Jason Raymond arrived at Boston University to study engineering acoustics, thinking he’d maybe have a career in designing loudspeakers.

Amar Bose, acoustics engineering genius and founder of Bose Corp., was across the river at Massachusetts Institute of Technology, after all. Maybe he could attend a lecture or take a course with him.

Instead, Raymond made waves in a different way. He landed in a Harvard Medical School lab led by a pioneer developing focused ultrasound for use in medical treatments — pinpointing soundwaves to perform noninvasive surgery, even in the brain, without so much as touching a scalpel.

More than two decades later, Raymond is still focused on ultrasound. He recently joined the Fralin Biomedical Research Institute at VTC as a research assistant professor and manager of its ultrasound facilities.

He will help guide Virginia Tech research teams in advancing the technology to defeat cancer and treat other diseases. 

“Twenty years ago, it seemed like the ideas for clinical applications were pretty well advanced, even if the technology was in its infancy,” Raymond said. “What I didn't understand as a young scientist is that this would open up the door to so many new treatments and impact on hundreds of different indications.”

Focused ultrasound uses the same soundwaves physicians use to examine a baby in the womb. But similar to how a magnifying glass focuses sunlight to a small point, it uses acoustic focusing to concentrate sound waves to a spot as tiny as millimeter across.
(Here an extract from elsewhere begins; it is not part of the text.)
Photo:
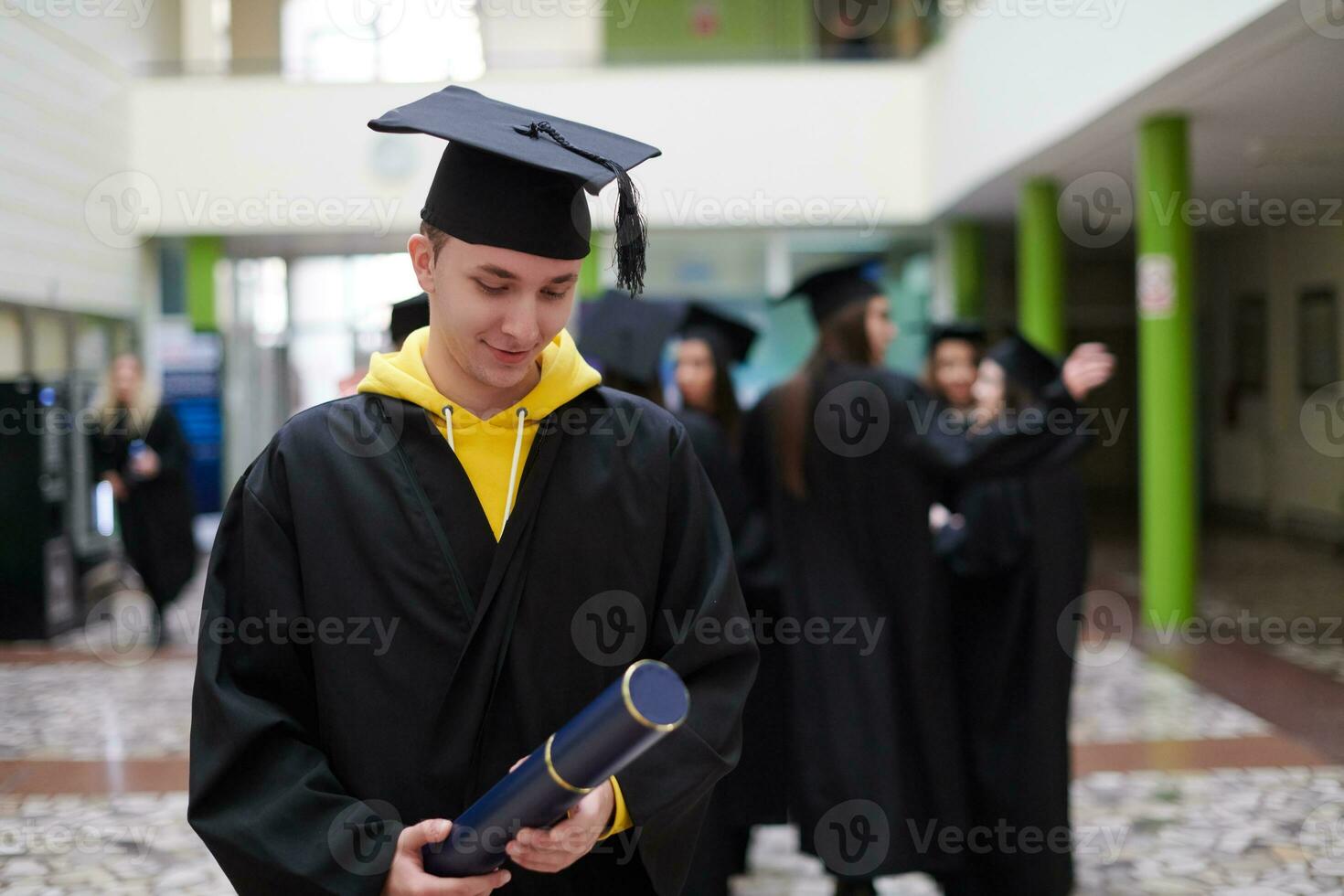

At high intensities, focused ultrasound can ablate tissue, including in the brain. At low intensities, it can alter the electrical activity in a network of neurons in the brain to potentially change behaviors.

The Fralin Biomedical Research Institute facilities include a high intensity Insightec Exablate Neuro system that can be used for noninvasive neurosurgery, as well as a low-intensity system for research purposes. That technology is paired with a Siemens MAGNETOM Prisma 3T magnetic resonance imaging (MRI) system to visually aim the ultrasound.

Raymond first studied the technology as a postgraduate with Kullervo Hynynen, a pioneer who invented a way to allow ultrasound waves to penetrate the skull and effectively focus on regions deep inside the brain.

Raymond moved on to the National Center for Physical Acoustics at the University of Mississippi, where he worked on a project for the U.S. Army that attempted to use focused ultrasound to coagulate blood and halt bleeding in battlefield conditions.

“We didn’t succeed in deploying this for combat casualty care applications, but we were pushing the envelope, and the U.S. Department of Defense funding really contributed to making advancements in the technological aspects at the time,” he said.

Raymond then returned to doctoral studies at the University of Cincinnati, where he studied how injected microbubble pharmaceuticals can be used in combination with ultrasound to make the bubbles expand and contract to enhance drug delivery in human tissue. That process is now studied as a means of opening the blood brain barrier, which normally serves to protect the brain from toxins, but also inhibits the penetration of drugs that may be beneficial to treating a brain tumor. Focused ultrasound is also being explored as a cancer treatment in which the bubbles in a tumor collapse and destroy it, including in multiple labs at Virginia Tech.

Raymond completed his postdoctoral studies in Europe, at the University of Oxford, where he became a lecturer and senior researcher and helped establish a physical acoustics lab to research the physics of ultrasound, including its biological and chemical effects on tissue.

He was familiar with the Fralin Biomedical Research Institute because of focused ultrasound research taking place at the institute almost a decade ago. Jamie Tyler and a young postdoctoral associate, Wynn Legon, published a paper in Nature Neuroscience that described how focused ultrasound could be used to modify human brain activity that also resulted in changes in behavior. The study leapt ahead of the previous understanding of what ultrasound could do and took years to be accepted.

Tyler went on to found a company and is now at the University of Alabama at Birmingham. Legon is now an assistant professor at the research institute exploring how ultrasound changes brain cell activity and how that can be used treat chronic pain and addiction.

 He’s one of several Virginia Tech researchers working with the technology.

Today, the field that was in its infancy when Raymond joined is still growing, with two international scientific meetings on focused ultrasound with hundreds of attendees, including one hosted by the Focused Ultrasound Foundation, which is headquartered just two hours away in Charlottesville.

“At this point the field is quite big, and Virginia Tech is well known and well respected within it due in part to the breadth of applications being investigated,” Raymond said.

Raymond would also like to see the research institute develop its potential as a treatment center should clinicians become interested in utilizing the technology — while primarily collaborating with researchers across Virginia Tech to advance use of focused ultrasound for a range of indications.

“I don’t think we have hit the peak of excitement for and awareness of focused ultrasound. I want to educate people here and try to open up more and more applications this technology can be used for,” he said. “We have a lot of knowledge here in the groups working in focused ultrasound. I want to try bring all of that together, expand those collaborations, and help us be even better.”